CS 240: Architecture

Assignment: Architecture

Assign: Wednesday 22 February
Due: Friday 3 March
Policy: Individual graded synthesis assignment
Submit: Upload a PDF written on the cs240-arch-worksheet-s23.pdf submission sheet
Reference:
- Sequential Logic
- A Simple Processor

Assignment: Architecture
Exercises
Submission

Exercises

Please write your answers on the cs240-arch-worksheet-s23.pdf submission sheet to streamline the grading process. Submit your work by scanning a PDF of all worksheet pages (in order) and uploading it to Gradescope. Remember that this course uses your Gradescope account attached to your Wellesley email address (the variety that matches your username). You can merge accounts across multiple email addresses if helpful.

Notes:

This assignment is worth 72 points.
You might want to start with the Problems on the HW ISA and its hardware implementation (Problems 3–6) before you attempt the problems on Sequential Circuits (Problems 1 & 2).

1. Flop-flip-flopping [10 points]

Consider the following circuit that uses falling-edge triggered D flip-flops.

Cycles Completed	Q₂	Q₁	Q₀
0 (initial state)	0	0	0
1
2
…
10

Table template for Flop-flip-flopping part b.

Assume the Clock input, and outputs Q₀, Q₁, and Q₂, are all initially 0.
In one Clock cycle, the Clock is first at level 0 for a duration d, then has a rising edge that jumps up to level 1 for the same duration d, and then ends with a falling edge that jumps back down to 0. On your worksheeet, the waveform for Clock has been given for ten cycles ($t=0$ to $t=10$)

[3] Draw waveforms for Q₀, Q₁, and Q₂ from $t=0$ to $t=10$.
[5] Fill out a table summarizing the values of Q₀, Q₁, and Q₂ after each Clock cycle.
[2] Briefly explain what this circuit does at a high level, treating the Q outputs together. A phrase to a few sentences is enough.

2. Reconstructing Memories (RAM Puzzles) [15 points]

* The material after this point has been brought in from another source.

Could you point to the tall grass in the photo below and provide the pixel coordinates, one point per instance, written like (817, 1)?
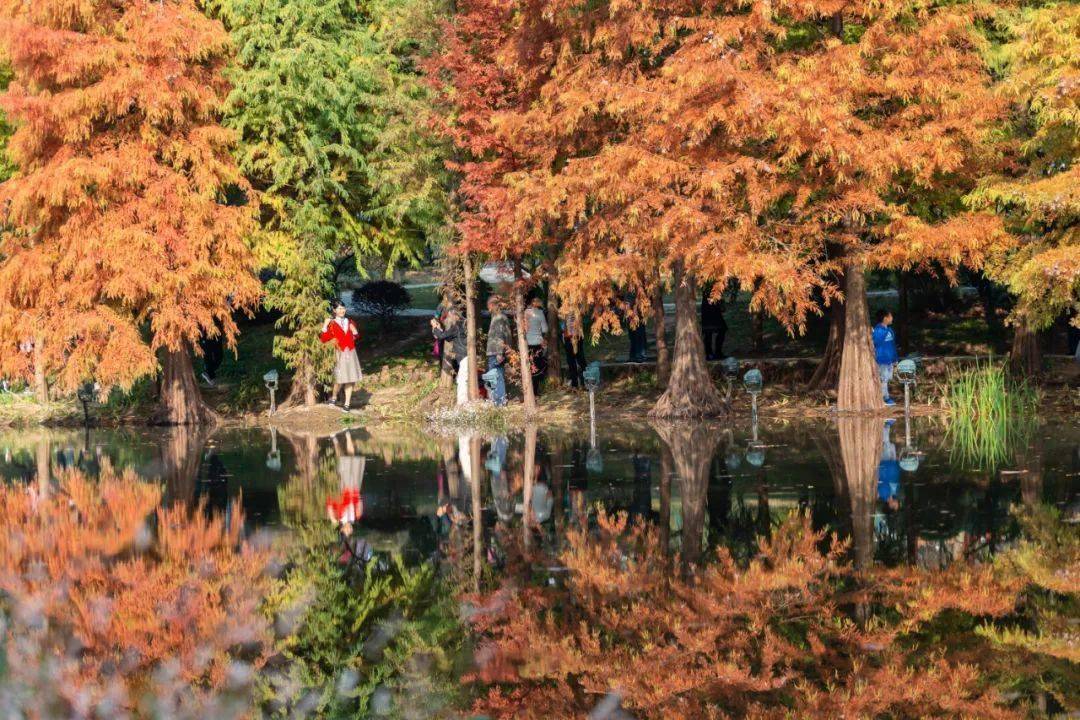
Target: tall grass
(990, 415)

In these exercises, you will show how one or more provided RAMs (random access memories) can be used to implement a RAM with different dimensions that has the same number of stored bits as the provided RAMs.

Provided RAMs

In an A×B RAM, A is the number of addressable locations (cells) in the memory and B is the width of each location (cell) in bits. Recall that a RAM is much like a register file, but the underlying storage technology is not based on flip-flops. Memory addresses are analogous to register numbers in a register file; memory locations (cells) are analogous to registers in a register file. Unlike the register file we designed, these RAMs support reading only one location at a time.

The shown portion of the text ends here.